With a strong eruption, the volcano threw out ash containing excess silicon in the form tridymite In the lake Gale Crater and surrounding rivers. The water helped break down the ash through the natural chemical processes of weathering, and also helped sort out the minerals formed from the weathering.
The stage would be focused tridymiteproducing minerals consistent with the 2016 find. This also explains other geochemical evidence that curiosity found in the sample, including opal silicates and reduced concentrations of alumina.

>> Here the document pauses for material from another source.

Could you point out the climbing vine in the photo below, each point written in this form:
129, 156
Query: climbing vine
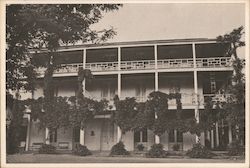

“This is actually a direct evolution of other volcanic rocks that we found in the crater,” Zibach said. “We argue that since we only saw this mineral once, and it was highly concentrated in one layer, the volcano probably erupted at the same time that the lake was there. Although the particular sample we analyzed was not exclusively volcanic ash, it was ash that had been weathered and sorted by water.”
If a volcanic eruption like the one described in the scenario occurred when storm crater contained a lake, this would mean that explosive volcanism occurred over 3 billion years ago, while Mars it was a transition from a wetter and perhaps warmer world to the dry and arid planet it is today.
“There is ample evidence of basaltic volcanic eruptions in Marsbut it is more advanced chemistry,” he said. “This work suggests that Mars may have a more complex and intriguing volcanic history than we previously imagined. curiosity”.